Another delay in the expected completion date for increasing the height of the wall of the Clanwilliam Dam on the Olifants River is hobbling R1.8bn of on-farm investment in the Western Cape region.

The delay also affects 6,000 additional hectares of high-value crops from being irrigated, said Jannie Strydom, CEO of Agri Western Cape. The project is expected to create an estimated 9,000 new direct and indirect jobs, including 3,800 permanent jobs in agriculture.

The project will substantially increase the capacity of the dam. Water from the dam supplies the communities of Clanwilliam, Trawal, Vredendal, Klawer, Lutzville, Koekenaap, Ebenhaeser, Papendorp, Strandfontein and Doringbaai, says Kobus Steenkamp, CEO of the Lower Olifants River Water Users Association. 

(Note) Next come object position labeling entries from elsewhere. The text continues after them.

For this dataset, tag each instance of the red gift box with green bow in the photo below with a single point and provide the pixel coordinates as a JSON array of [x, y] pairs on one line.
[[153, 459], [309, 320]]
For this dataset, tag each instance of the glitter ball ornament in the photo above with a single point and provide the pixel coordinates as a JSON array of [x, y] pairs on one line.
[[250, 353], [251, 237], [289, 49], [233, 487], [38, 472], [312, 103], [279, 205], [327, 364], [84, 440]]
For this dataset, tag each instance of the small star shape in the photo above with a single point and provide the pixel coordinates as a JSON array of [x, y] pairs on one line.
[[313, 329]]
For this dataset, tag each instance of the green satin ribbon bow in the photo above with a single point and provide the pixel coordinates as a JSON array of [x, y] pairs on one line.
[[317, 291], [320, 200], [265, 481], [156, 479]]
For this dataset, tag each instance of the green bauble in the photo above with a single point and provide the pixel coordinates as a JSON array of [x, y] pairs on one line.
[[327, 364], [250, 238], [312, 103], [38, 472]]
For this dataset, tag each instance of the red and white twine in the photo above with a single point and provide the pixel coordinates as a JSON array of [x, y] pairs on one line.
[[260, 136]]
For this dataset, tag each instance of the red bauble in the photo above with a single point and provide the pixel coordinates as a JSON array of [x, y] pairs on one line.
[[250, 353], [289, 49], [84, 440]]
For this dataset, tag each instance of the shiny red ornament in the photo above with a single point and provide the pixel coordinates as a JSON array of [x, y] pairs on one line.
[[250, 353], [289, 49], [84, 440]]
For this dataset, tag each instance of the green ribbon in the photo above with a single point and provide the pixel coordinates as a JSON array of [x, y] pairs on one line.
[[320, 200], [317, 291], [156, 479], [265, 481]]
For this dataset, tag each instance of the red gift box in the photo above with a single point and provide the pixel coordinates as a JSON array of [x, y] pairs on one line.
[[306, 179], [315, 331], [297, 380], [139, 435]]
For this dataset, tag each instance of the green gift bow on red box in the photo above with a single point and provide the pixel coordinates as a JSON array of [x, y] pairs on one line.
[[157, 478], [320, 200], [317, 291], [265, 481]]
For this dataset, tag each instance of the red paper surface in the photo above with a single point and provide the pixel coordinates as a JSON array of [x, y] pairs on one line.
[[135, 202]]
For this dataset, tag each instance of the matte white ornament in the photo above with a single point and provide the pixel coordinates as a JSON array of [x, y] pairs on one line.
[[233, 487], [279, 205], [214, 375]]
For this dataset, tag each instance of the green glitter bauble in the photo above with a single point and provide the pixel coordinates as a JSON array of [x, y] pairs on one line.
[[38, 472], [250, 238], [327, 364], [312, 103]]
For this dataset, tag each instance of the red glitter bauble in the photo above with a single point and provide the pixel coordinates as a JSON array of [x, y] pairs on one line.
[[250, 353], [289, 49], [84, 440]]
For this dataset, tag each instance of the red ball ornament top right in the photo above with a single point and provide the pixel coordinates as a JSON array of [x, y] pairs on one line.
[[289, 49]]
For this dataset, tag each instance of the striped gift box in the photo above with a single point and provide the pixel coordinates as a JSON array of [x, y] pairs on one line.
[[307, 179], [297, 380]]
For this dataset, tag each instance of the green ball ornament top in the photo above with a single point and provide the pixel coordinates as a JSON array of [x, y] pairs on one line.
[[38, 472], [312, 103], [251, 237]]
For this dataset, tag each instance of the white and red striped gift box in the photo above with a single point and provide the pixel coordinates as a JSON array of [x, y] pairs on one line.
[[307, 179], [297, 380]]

In a written response to a question from Andricus van der Westhuizen, the DA’s Western Cape spokesperson for agriculture & environmental affairs, Western Cape agriculture MEC Ivan Meyer said due to delays in procurement processes, the expected completion date for the project has been pushed back further from April 2025 to April 2026.

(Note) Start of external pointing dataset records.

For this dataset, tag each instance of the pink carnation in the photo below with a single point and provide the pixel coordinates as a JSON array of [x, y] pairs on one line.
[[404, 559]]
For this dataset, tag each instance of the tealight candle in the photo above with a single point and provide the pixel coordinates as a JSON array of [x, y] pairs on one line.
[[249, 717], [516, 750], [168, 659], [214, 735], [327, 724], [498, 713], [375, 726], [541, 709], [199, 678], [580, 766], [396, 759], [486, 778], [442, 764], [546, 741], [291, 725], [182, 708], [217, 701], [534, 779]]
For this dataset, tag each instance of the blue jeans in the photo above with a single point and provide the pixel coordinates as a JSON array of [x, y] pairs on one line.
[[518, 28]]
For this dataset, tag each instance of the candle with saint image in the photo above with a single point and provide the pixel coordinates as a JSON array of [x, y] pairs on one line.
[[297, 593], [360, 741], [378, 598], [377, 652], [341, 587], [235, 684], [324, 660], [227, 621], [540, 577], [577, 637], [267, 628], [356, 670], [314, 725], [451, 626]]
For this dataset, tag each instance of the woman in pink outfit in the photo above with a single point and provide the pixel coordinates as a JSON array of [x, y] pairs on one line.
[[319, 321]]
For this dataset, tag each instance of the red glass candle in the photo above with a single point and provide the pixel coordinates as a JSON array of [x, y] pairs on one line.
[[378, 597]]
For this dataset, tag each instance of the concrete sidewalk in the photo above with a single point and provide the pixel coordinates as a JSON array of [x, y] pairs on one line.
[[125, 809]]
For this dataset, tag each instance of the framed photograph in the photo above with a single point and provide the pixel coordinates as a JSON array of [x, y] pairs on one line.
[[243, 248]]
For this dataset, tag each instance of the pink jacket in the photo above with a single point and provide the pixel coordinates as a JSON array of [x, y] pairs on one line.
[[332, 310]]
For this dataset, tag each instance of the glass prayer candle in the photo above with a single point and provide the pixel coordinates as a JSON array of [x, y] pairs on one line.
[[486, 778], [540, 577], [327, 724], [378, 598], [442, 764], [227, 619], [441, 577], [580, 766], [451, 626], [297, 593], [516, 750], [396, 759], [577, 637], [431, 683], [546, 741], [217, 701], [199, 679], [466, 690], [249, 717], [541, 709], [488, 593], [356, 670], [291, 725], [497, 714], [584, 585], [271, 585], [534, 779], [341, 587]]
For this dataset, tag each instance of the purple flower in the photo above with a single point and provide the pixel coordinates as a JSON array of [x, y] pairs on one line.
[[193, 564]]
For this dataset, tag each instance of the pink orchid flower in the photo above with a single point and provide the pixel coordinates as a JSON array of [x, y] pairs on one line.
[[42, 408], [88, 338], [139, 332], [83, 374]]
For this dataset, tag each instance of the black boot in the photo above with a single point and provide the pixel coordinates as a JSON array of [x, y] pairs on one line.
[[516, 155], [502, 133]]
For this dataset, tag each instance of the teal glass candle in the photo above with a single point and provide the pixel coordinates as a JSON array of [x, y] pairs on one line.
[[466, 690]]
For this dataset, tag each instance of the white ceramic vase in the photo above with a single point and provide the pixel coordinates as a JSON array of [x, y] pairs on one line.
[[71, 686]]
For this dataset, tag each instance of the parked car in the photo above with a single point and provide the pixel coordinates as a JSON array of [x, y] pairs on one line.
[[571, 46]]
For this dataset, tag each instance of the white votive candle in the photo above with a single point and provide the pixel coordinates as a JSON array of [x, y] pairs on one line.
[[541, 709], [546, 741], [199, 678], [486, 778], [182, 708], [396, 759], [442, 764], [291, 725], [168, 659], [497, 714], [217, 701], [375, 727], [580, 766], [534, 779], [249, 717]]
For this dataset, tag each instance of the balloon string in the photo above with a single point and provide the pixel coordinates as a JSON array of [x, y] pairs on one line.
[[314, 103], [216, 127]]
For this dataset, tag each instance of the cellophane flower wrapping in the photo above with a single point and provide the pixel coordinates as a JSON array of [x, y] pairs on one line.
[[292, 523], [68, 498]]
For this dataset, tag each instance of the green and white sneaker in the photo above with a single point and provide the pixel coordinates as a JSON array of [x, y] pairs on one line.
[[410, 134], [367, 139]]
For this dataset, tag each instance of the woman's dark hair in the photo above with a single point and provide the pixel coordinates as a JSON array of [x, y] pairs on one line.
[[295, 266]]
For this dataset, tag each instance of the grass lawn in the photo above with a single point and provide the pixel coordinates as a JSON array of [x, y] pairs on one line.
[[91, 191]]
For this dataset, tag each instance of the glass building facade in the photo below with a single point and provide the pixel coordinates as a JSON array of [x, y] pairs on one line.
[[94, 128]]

The project was initially meant to have been completed in May 2018 at a cost of R2.2bn. After initially delaying the expected completion date to 2025, the department of water & sanitation revised the estimated cost to R3.5bn. “However, after more than three years of limbo, we expect the total costs to exceed R4bn,” Van der Westhuizen said. More delays, expected due to mounting procurement challenges, will result in further costs, he said.

Van der Westhuizen pointed out that the SA National Roads Agency (Sanral) has already completed a new section of the N7 to run past the dam to allow for the increased dam wall height. “This shows just how much time and resources have already gone into this endeavour.”

Meyer said in his response that construction of the dam wall is now on hold while only 12% of the project had been completed to date. “[The department] is now in the process of considering a new implementation model that involves the appointment of the Development Bank of Southern Africa as an implementing agent to carry out implementation of the project,” he said.

In a statement released late in 2021 after an oversight visit by water & sanitation minister Senzo Mchunu, the department said raising of the Clanwilliam Dam wall was the second-biggest infrastructure project undertaken in the Western Cape.

According to the statement, Mchunu assured stakeholders at the time that the department was committed to resolving challenges related to the project’s implementation. “Some things that happened, we do not like. We should have completed the work already,” Mchunu was quoted as saying.

The multiple delays with the project are symptomatic of “a national government in perpetual crisis”, Van der Westhuizen said in a statement.

“The procurement challenges in the Clanwilliam Dam project are a mere microcosm of the general supply chain management issues created by an ANC-led administration. I therefore implore the president to prioritise improving government processes ahead of his state of the nation address next month,” he said.

The department had not responded to a request for comment by Monday night.